Robotic machines inside Fukushima plant report high radioactivity

Robotic machines inside Fukushima plant report high radioactivity. 44070.jpegReadings Monday from robots that entered two crippled buildings at Japan's tsunami-flooded nuclear plant for the first time in more than a month displayed a harsh environment still too radioactive for workers to enter.

Nuclear officials said the radiation data for Unit 1 and Unit 3 at the tsunami-flooded Fukushima Dai-ichi plant - collected by U.S.-made robots that look like drafting lamps on treads - do not alter plans for stabilizing the complex by year's end under a "road map" released by the plant operator Sunday.

With the public growing increasingly frustrated at the slow response to the earthquake, tsunami and nuclear crises, parliament grilled Prime Minister Naoto Kan and officials from plant operator Tokyo Electric Power Co., WHIO Dayton reports.
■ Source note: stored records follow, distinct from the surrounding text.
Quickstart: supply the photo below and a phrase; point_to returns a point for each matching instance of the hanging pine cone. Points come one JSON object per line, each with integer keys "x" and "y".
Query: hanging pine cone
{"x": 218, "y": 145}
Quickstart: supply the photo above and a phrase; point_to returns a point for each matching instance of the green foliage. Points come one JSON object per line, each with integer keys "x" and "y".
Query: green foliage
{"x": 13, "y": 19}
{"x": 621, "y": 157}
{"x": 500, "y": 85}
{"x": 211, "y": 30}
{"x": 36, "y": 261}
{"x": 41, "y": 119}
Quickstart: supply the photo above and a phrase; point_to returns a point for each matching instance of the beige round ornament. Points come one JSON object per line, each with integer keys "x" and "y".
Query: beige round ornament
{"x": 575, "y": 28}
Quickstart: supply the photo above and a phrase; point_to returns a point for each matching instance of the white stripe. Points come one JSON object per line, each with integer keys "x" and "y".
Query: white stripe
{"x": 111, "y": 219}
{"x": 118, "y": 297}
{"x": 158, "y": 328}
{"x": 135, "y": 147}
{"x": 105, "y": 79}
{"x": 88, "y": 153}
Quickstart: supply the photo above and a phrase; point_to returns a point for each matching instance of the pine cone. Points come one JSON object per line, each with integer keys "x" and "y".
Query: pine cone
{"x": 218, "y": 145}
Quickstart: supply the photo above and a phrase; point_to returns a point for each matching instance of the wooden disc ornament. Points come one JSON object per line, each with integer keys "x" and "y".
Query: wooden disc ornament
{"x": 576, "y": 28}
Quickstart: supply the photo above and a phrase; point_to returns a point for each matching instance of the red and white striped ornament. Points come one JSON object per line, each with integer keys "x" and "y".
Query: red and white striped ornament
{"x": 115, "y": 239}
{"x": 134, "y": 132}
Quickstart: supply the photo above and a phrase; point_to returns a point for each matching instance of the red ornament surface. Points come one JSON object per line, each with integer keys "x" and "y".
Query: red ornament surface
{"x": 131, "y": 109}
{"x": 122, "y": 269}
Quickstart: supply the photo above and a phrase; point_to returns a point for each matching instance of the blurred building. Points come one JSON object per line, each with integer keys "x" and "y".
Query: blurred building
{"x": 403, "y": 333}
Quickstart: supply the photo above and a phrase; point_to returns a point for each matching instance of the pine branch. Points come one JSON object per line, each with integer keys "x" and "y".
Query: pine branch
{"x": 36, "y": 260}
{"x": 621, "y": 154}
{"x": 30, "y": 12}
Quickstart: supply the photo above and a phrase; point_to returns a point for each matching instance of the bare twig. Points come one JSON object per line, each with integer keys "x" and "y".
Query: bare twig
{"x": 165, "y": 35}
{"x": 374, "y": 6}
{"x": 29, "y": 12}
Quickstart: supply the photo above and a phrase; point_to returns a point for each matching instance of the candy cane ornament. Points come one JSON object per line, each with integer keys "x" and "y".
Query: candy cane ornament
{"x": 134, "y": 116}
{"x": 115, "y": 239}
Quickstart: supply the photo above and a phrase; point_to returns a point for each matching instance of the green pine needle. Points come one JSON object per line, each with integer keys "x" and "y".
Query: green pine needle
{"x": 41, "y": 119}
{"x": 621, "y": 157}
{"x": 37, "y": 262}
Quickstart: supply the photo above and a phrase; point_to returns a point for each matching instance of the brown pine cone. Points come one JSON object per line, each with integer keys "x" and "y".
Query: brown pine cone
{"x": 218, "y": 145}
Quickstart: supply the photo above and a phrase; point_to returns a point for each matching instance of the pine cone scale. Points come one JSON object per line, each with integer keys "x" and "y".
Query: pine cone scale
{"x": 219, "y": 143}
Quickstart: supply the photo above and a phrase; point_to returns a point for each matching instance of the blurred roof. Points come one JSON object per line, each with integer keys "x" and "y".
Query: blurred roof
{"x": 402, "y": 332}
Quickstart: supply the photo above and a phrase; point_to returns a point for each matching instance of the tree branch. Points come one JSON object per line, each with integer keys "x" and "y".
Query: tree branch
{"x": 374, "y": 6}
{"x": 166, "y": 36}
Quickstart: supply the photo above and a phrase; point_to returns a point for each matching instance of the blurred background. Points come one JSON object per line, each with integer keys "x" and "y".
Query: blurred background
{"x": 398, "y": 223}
Tokyo Electric Power Company's (TEPCO) plan, drawn up at the government's order, is meant to be a first step towards letting some of the tens of thousands of residents evacuated from the area around the company's Fukushima Daiichi nuclear power plant return to their homes.

Pressure has been building on the government and TEPCO to resolve Japan's worst-ever nuclear power accident, the result of the catastrophic earthquake and tsunami that hit on March 11, and Prime Minister Naoto Kan is facing calls for his resignation.

"You should be bowing your head in apology. You clearly have no leadership at all," Masashi Waki, an MP from the opposition Liberal Democratic Party, shouted during an intense grilling of Kan and members of his cabinet in parliament today, according to Central Telegraph.